HPP Beras Tidak Sesuai Kebutuhan Lapangan

JAKARTA (4/6) –  Anggota Komisi IV DPR RI, Andi Akmal Pasluddin menilai Harga Pembelian Pemerintah (HPP) beras yang tertuang dalam Instruksi Presiden (Inpres) Nomor 5 Tahun 2015 dan ditandatangani Presiden Jokowi pada 17 Maret 2015 menggantikan Inpres Nomor 3 Tahun 2012, masih belum sesuai dengan kebutuhan di lapangan.

“Harga beras di pasaran sekarang rata-rata Rp10.000. Sedangkan HPP beras yang tertera di Inpres No.5/2015 hanya Rp7.300. Pada kehidupan nyata, implikasi akan sangat banyak mulai dari petani, masyarakat, hingga pemerintah,” kata Andi Akmal.

Legislator Fraksi PKS ini menjelaskan dampak yang dirasakan para petani ialah terjadi penindasan hak yang sangat signifikan terhadap pendapatan mereka. Ia menyontohkan, saat panen petani menghasilkan 5 ton gabah, implikasi HPP menyebabkan harga per kilogram gabah hanya Rp3.700, sesuai dengan Inpres. Sehingga di pasaran, harga gabah maksimal hanya Rp4.000.

“Apabila HPP Beras Rp10.000, dengan faktor rendeman 55%, gabah di tingkat petani bisa mencapai harga maksimal Rp4.500 per kilogram, dengan asumsi pedagang memeroleh keuntungan Rp1.000 per kilogram,” jelasnya.

Andi Akmal menyebut dari data tersebut, terjadi kesenjangan aturan dan kenyataan di lapangan yang menyebabkan petani dirugikan antara Rp500-800 per kilogram. Sehingga, total potensi kerugian petani sebesar Rp2,5-4 juta sekali masa tanam, dengan asumsi petani memproduksi 5 ton gabah. Menurutnya, bagi petani kecil, angka sebesar itu sangat berharga bagi mereka.

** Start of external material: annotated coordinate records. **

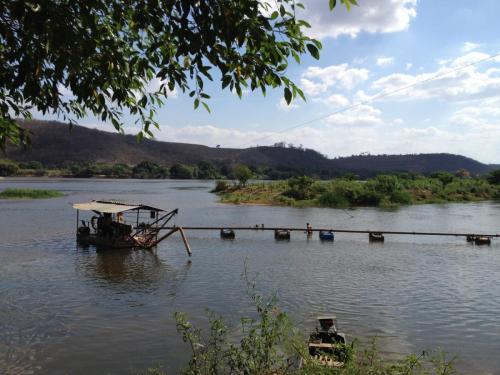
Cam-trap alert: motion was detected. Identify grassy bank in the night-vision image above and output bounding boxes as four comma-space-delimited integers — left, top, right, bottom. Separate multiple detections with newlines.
213, 172, 500, 207
0, 189, 63, 199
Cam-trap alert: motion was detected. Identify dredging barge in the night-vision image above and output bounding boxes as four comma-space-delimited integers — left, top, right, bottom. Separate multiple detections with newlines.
73, 200, 191, 255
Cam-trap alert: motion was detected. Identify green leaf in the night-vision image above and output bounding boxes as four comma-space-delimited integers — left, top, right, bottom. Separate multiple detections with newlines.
285, 87, 292, 104
306, 44, 319, 60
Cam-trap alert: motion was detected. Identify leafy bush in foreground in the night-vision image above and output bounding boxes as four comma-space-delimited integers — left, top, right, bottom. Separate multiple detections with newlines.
148, 273, 455, 375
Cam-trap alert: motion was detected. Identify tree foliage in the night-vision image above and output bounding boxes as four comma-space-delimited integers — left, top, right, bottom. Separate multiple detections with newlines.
233, 165, 253, 186
0, 0, 356, 148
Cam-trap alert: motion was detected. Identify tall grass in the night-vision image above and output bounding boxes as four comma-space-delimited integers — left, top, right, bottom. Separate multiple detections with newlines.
0, 189, 63, 199
214, 172, 500, 208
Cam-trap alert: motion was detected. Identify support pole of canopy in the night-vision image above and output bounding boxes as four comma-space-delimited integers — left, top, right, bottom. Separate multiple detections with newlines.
179, 227, 191, 256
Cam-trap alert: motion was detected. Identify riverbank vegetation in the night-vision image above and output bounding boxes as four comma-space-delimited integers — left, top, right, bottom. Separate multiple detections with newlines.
148, 274, 455, 375
213, 171, 500, 208
0, 189, 63, 199
0, 159, 264, 180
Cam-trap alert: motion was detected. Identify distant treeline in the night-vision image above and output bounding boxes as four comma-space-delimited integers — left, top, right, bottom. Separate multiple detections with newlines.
0, 159, 500, 187
0, 159, 312, 180
213, 170, 500, 207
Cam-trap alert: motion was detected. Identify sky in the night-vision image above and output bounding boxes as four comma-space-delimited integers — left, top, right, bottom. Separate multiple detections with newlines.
40, 0, 500, 163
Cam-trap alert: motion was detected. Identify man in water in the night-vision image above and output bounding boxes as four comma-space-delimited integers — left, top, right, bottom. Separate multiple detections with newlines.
306, 223, 312, 238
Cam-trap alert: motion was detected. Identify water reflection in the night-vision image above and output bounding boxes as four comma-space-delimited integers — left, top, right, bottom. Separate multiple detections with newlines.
75, 245, 191, 296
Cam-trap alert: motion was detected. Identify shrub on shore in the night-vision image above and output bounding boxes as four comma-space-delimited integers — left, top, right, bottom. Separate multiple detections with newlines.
214, 173, 500, 208
0, 189, 63, 199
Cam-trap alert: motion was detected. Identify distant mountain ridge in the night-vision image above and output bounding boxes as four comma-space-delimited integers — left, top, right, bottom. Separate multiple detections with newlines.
7, 120, 500, 177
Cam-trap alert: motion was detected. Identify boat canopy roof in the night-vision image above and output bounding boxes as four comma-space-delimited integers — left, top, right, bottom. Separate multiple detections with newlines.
73, 201, 163, 214
316, 315, 337, 320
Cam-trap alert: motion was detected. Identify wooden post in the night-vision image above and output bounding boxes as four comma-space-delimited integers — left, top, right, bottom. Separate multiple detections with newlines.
179, 227, 191, 256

Sedangkan implikasi pada masyarakat, lanjut Anggota Badan Anggaran DPR RI itu, pada momen Lebaran mayoritas warga sibuk menghitung zakat yang akan dikeluarkan. HPP beras menjadi patokan oleh BAZNAS untuk menentukan standar harta yang dikeluarkan individu untuk keperluan zakat fitrah dan zakat pendapatan.

“Jangan sampai kita salah dalam menunaikan ibadah karena salah aturan. Beras yang dimakan dengan harga Rp10.000, yang berarti untuk zakat fitrah Rp25.000. Tetapi yang dikeluarkan sesuai HPP pemerintah dengan harga beras Rp7.300, yang berarti zakat fitrahnya Rp18.250. Begitu juga dalam penentuan nishob zakat pendapatan yang bisa mencapai Rp6.528.000, namun jika merujuk hitungan HPP beras hanya Rp4.765.440,” jelasnya.

Politisi asal Sulawesi Selatan itu pun meyakinkan kenaikan HPP mendekati harga beras di pasar tidak akan memicu kenaikan beras apabila pemerintah melakukan kotrol harga eceran. Menurutnya, pemerintah harus menekan margin tengkulak agar terjadi keadilan antara petani dan pedagang. Jika HPP setara dengan harga pasar, maka kendali harga ada di Bulog, bukan pada pedagang besar.

“Beras ini strategisnya sama dengan bensin. Pemerintah harus mampu mengontrol penuh harga dan persebarannya. Pemerintah harus mampu menjadi price maker pada komoditi beras ini. Kalau pemerintah mampu mengendalikan penuh harga dan sebaran bensin, mestinya mampu juga mengendalikan harga dan sebaran beras,” pungkasnya.

Keterangan Foto: Anggota Komisi IV DPR RI dari Fraksi PKS, Andi Akmal Pasluddin.